Portugal ter-se-á tornado nos últimos dois anos no principal organizador de acções simbólicas. Qual pastel de nata, qual caldo verde, qual benfica, a verdadeira paixão nacional, a que arregimenta familias e forma com Eusébio e Amália o triunvirato da psique nacional, é a acção simbólica. Regressemos ao início do verão, à manifestação mais bem frequentada de sempre. Olhando à volta dava para ver que o modelo era mais George Clooney que George Wright, às tantas uma menina, acompanhada por uma jornalista de esquerda, dizia perante um sonoro “RELVAS VAI PÓ CARALHO” que “ai meu deus asneiras é que não”, no falso sotaque popular vulgarizado pelo Herman que uma certa urbanidade gosta de usar quando quer ser engraçada. Chegaram depois noticias de que 1) os manifestantes tinham levado livros escolares para depositar nas escadarias. 2) Passos Coelho, relvas e o resto do PSD jantavam nas imediações, mas que ainda assim os cidadãos tinham preferido levar a cabo a acção dos livros e 3) que o organizador da manifestação, que apareceu em todos os jornais e televisões, veio outra vez a público uma semana depois pedir dinheiro para o seu filme sobre a busca do sentido da vida. Juntemos a este mimo as acções dos sacos de lixo, a outra realizadora activista que queima o seu filme, os panos brancos e as folhas de papel com ideias para melhorar este nosso portugal, os pais natais contra o aquecimento global, o dia sem compras no colombo, os médicos a lançarem balões para mostrarem que são muitos, os professores a prometer dar um dia de aulas vestido de negro para mostrar que estão de Luto, a ocupação ao início “simbólica” de São Lázaro, etc…
Parece-me que a função de uma acção simbólica será a de criar uma situação em que a) uma verdade escondida, ou intencionada, de determinado assunto é denunciada, através dos artifícios clássicos do humor e da pantomina, ou b) determinada acção é ensaiada tendo em vista a sua efectivação futura, uma ameaça da sua concretização ou a encenação um simulacro da sua motivação. Ora até aqui tudo bem, cabe até pensar que até ao momento em que se esteja realmente já numa guerra de posições com o poder estaremos sempre, de uma maneira ou de outra, no campo do simbólico, e no entanto, ainda assim, há enormes diferenças entre uma concentração num local onde uma activista foi identificada por distribuir panfletos e dar uns pulinhos coloridos não sei onde porque o governo vai “pular dali para fora” (tanto quanto sei este exemplo não aconteceu, espero não ter dado ideias a ninguém).
Parte fulcral deste activismo simbólico será precisamente o acto de nomear, preferencialmente de modo humorístico ou dramático, uma verdade escondida por detrás de toda a desinformação, ou seja, o elefante na sala que o poder finge não existir.
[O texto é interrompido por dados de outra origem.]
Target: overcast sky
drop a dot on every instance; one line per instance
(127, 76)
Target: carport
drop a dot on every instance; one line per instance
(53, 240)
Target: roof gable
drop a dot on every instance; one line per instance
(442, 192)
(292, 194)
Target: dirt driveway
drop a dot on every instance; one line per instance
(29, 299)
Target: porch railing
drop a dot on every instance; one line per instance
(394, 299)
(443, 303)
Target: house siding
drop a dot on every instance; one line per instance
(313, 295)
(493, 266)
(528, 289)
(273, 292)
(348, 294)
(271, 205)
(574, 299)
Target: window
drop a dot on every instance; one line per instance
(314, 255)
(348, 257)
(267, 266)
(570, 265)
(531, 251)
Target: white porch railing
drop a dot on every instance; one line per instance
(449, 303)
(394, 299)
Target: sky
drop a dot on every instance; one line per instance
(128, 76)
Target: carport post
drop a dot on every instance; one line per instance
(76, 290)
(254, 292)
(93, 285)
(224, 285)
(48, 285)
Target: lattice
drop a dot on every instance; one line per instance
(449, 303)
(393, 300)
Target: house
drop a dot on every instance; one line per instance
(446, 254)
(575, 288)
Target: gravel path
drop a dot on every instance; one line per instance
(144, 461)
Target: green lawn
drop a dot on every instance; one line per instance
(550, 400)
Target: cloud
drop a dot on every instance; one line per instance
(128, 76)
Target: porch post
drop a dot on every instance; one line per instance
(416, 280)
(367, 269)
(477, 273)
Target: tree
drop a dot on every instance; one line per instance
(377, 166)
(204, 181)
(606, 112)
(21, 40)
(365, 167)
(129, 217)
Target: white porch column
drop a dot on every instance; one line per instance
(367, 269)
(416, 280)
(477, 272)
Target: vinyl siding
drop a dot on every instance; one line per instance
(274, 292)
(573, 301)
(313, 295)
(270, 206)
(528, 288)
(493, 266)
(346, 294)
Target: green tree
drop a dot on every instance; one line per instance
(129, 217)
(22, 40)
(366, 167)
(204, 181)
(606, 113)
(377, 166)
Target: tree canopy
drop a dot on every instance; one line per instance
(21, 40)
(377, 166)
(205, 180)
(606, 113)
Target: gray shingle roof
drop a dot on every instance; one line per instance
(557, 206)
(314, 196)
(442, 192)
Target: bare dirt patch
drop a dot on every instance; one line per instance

Ora cabe aos tempos agridoces que vivemos a condição de serem, se algo, demasiado óbvios. A mais irónica e sarcástica denúncia do exercício do poder será ainda pálida perante o grau de cinismo que somos obrigados a manejar diariamente. Poder e contra-poder complementam-se aqui perfeitamente: uns ensaiam uma ilusão de democracia enquanto os outros ensaiam uma outra ilusão de democracia: uns fingem existir esse direito à cidade enquanto os outros fingem usufruir desse direito à cidade. É precisamente neste momento que esse tipo de activismo, e eventualmente todos os outros, encontram o seu ponto limite: no momento em que se tornam apenas mimetizações patéticas dos dispositivos de poder.
A questão da resistência que assume a forma da opressão não é, obviamente, exclusiva apenas a uma clique do activismo urbano contemporâneo nem é inversamente proporcional à alegada “radicalidade” dos envolvidos. Basta olhar para o outro canto do ringue para ver como as margens mais radicais do movimento não conseguiram nos últimos anos elaborar mais do que ambientes controlados onde se considera que o advento de uma qualidade emancipatoria acontecerá automaticamente pela exclusão de comportamentos e processos nocivos. Torna-se notório quanto um certo secessionismo que visa a “boa” vida repete apenas os processos de blindagem das classes abastadas: condominio privado, educação especial para os filhos, blindagem e selecção social. Perante um ataque re-organizativo do capital que aspira ao controle total das vidas procurar apenas assegurar uma salvaguarda, e pior, assegurar que os esforços se direcionem para a reprodução social das cliques anti-sistémicas, que apenas se revelaram um enorme fiasco, é assumir uma clara postura conservadora.
Seria inútil procurar mais exemplos que são por demais evidentes por si próprios, a questão que se põe é outra: Se é natural esta mimetização entre poder e contra-poder, e obviamente o seu contrário, então que o contra-poder a assuma directamente. Se o movimento tem até agora respondido, indignado, às mentiras e ilusões do poder então que passe a responder, directamente, às suas verdades. E as suas verdades não são o chico-espertismo da classe política nem a deturpação das instituições democráticas, mas sim o medo, a intimidação e a miséria que nos são forçadas pelo boca abaixo quotidianamente.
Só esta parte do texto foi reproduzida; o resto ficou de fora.